Modeling ventilation of patients with interstitial lung disease at rest and exercise: a bench study

Background: The ventilatory physiopathology of patients with interstitial lung disease (ILD) remains poorly understood. We aimed to personalize a mechanical simulator to model healthy and ILD profiles ventilation, and to evaluate the effect of spontaneous breathing on respiratory mechanics at rest and during exercise.

Methods: In a 2-compartment lung simulator (ASL 5000^®), we modeled 1 healthy and 3 ILD profiles, at rest and during exercise, based on physiological data from literature and patients. Measurements were: tidal volume, end-expiratory lung volume, driving pressure, transpulmonary driving pressure, dynamic alveolar strain, mechanical power, and time lag of inspiratory flow between compartments 1 and 2.

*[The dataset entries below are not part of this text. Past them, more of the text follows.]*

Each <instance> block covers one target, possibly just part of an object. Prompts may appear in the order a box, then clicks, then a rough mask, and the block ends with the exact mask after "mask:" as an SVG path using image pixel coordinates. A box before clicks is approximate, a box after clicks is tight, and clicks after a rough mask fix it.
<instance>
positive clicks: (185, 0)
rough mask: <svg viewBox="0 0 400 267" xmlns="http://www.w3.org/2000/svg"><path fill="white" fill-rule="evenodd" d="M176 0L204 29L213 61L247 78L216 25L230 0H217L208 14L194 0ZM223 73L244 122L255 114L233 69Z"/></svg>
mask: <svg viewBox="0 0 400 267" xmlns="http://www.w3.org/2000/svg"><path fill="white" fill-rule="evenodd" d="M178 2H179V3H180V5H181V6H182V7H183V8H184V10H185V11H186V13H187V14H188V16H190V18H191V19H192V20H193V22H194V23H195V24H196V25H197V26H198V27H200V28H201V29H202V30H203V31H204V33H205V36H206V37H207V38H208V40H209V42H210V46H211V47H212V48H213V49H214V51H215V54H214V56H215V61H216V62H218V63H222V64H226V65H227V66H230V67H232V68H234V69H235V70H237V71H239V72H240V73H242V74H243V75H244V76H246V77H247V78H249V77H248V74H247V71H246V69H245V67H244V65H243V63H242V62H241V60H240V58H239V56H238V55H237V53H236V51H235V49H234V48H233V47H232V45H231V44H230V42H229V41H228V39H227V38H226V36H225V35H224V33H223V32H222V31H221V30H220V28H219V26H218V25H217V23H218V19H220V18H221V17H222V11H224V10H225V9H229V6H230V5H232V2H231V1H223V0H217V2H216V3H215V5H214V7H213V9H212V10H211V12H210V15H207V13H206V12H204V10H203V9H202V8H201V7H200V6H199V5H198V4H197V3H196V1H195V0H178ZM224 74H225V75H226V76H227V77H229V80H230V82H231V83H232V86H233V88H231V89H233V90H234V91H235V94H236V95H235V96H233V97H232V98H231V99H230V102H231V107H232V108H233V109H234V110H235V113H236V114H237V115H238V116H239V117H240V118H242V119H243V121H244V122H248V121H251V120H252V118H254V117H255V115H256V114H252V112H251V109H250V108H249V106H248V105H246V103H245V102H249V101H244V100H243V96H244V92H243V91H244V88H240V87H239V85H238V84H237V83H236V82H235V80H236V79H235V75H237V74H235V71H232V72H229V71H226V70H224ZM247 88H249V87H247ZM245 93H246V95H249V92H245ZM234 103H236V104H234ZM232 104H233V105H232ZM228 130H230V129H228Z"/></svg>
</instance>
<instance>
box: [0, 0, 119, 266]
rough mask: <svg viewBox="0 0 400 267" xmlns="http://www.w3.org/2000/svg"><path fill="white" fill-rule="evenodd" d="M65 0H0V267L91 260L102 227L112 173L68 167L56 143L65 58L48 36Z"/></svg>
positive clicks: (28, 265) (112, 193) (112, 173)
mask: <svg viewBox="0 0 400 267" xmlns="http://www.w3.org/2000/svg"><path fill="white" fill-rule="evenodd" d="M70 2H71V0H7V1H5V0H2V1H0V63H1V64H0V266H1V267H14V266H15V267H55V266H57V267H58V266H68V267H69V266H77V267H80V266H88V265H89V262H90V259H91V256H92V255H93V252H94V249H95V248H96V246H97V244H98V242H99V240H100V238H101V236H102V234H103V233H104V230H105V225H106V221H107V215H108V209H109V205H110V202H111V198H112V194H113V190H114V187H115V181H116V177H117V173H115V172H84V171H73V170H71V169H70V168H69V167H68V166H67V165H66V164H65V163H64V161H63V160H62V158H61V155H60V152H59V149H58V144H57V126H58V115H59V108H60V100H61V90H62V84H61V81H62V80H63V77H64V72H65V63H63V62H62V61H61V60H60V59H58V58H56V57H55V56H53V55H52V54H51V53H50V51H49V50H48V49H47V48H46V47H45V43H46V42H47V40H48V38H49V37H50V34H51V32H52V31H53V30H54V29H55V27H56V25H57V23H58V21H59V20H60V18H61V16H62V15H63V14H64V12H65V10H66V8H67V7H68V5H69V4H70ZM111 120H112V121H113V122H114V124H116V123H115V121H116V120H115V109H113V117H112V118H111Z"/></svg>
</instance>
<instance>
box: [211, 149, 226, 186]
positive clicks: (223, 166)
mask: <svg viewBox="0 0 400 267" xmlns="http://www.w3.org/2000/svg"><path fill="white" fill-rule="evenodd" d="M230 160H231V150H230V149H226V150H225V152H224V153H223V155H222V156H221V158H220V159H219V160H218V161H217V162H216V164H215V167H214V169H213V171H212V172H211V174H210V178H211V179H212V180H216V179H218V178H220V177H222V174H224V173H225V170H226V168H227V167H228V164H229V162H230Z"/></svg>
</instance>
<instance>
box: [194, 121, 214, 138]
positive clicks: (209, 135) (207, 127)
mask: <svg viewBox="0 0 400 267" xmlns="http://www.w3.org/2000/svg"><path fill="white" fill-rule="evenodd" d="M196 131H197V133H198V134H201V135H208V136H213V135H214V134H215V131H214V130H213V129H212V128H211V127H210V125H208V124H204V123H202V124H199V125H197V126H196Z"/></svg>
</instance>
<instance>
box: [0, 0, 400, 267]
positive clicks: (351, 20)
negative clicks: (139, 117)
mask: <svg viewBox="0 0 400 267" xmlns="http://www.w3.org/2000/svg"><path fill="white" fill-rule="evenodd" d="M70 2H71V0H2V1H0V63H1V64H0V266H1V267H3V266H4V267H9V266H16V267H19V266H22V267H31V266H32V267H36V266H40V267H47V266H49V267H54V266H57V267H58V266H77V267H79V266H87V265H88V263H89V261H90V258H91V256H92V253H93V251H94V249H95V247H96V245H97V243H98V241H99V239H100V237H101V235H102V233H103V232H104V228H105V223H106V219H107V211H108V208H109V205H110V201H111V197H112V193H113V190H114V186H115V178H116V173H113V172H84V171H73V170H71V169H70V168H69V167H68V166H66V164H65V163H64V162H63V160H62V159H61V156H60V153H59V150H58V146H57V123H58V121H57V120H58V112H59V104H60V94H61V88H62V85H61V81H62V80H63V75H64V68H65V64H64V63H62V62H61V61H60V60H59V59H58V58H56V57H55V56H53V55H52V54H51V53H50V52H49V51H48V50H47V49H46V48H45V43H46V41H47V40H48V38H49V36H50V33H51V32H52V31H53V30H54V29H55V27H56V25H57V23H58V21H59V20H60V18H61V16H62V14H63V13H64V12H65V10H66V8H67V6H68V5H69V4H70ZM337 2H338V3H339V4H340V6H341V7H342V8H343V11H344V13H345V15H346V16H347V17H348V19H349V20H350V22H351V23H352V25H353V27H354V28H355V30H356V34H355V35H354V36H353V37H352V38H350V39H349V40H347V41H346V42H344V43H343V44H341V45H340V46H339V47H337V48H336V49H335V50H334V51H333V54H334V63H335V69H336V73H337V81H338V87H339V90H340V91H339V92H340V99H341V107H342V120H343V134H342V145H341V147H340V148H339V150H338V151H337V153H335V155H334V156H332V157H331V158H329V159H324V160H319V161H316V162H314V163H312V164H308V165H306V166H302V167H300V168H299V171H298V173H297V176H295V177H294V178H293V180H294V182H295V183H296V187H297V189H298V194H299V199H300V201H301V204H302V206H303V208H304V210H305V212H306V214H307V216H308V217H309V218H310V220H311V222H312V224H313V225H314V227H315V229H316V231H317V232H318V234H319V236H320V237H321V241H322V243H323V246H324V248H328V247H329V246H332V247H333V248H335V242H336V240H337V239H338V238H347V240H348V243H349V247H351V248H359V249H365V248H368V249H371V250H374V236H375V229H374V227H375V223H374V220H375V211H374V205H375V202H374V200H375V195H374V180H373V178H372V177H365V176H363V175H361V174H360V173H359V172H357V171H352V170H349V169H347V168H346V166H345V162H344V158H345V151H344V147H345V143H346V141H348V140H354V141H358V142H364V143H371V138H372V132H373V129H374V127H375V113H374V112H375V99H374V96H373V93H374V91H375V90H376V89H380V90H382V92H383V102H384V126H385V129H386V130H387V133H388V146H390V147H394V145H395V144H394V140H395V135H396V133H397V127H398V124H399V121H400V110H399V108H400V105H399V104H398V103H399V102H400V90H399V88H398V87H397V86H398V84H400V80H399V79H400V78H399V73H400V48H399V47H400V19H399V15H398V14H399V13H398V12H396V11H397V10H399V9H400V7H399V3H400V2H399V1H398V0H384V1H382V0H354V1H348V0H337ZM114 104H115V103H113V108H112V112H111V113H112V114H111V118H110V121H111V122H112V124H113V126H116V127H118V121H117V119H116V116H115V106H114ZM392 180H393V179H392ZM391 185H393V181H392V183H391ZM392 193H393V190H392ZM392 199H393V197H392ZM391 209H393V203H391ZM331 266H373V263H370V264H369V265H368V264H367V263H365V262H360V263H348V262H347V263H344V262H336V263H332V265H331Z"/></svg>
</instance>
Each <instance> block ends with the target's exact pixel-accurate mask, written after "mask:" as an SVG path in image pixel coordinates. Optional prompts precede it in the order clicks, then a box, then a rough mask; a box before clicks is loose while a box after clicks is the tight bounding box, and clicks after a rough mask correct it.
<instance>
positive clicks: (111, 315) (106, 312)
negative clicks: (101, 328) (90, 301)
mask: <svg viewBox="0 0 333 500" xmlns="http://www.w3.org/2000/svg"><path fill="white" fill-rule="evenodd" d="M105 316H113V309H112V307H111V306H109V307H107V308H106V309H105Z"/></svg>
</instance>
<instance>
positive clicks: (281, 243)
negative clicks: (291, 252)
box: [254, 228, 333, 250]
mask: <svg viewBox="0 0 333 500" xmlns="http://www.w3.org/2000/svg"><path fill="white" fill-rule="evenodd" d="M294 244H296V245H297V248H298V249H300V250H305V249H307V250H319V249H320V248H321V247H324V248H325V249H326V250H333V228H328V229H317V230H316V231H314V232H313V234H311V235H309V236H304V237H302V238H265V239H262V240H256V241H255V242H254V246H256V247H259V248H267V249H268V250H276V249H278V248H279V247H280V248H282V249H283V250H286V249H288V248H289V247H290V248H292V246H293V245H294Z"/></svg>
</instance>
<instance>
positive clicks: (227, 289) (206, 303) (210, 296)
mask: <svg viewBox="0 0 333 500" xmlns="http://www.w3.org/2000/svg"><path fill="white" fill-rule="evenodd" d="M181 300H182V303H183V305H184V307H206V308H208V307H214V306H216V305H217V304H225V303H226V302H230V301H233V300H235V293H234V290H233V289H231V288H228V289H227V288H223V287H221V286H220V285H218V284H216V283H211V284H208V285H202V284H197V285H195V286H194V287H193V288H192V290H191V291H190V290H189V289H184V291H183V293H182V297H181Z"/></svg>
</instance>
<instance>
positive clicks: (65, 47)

Results: Healthy and ILD models were validated: maximum differences between real and simulated tidal volume were 5% (96 ml) and 6% (54 ml) at rest and during exercise respectively, considered clinically negligible. When we simulated lung inhomogeneity (compliance in compartment 1 > compartment 2), tidal volume, end-expiratory lung volume, driving pressure and mechanical power increased in compartment 1 and decreased in compartment 2. Driving transpulmonary pressure and dynamic alveolar strain increased in compartment 2 and decreased in compartment 1. Time lag of inspiratory flow between compartments 1 and 2 was positively correlated with a difference of compliance between compartments (r = 0.98, CI95% (0.9106; 0.9962), p < 0.0001).

Conclusion: In this bench study, we personalized a mechanical simulator thatmodels the lung inhomogeneity and spontaneous breathing of healthy subjects and ILD patients at rest and during exercise. Our results suggest that lung inhomogeneity could increase lung vulnerability to volo-atelec-trauma mechanisms in ILD. Further physiological studies are needed to evaluate the impact of this vulnerability on acute or chronic ILD worsening.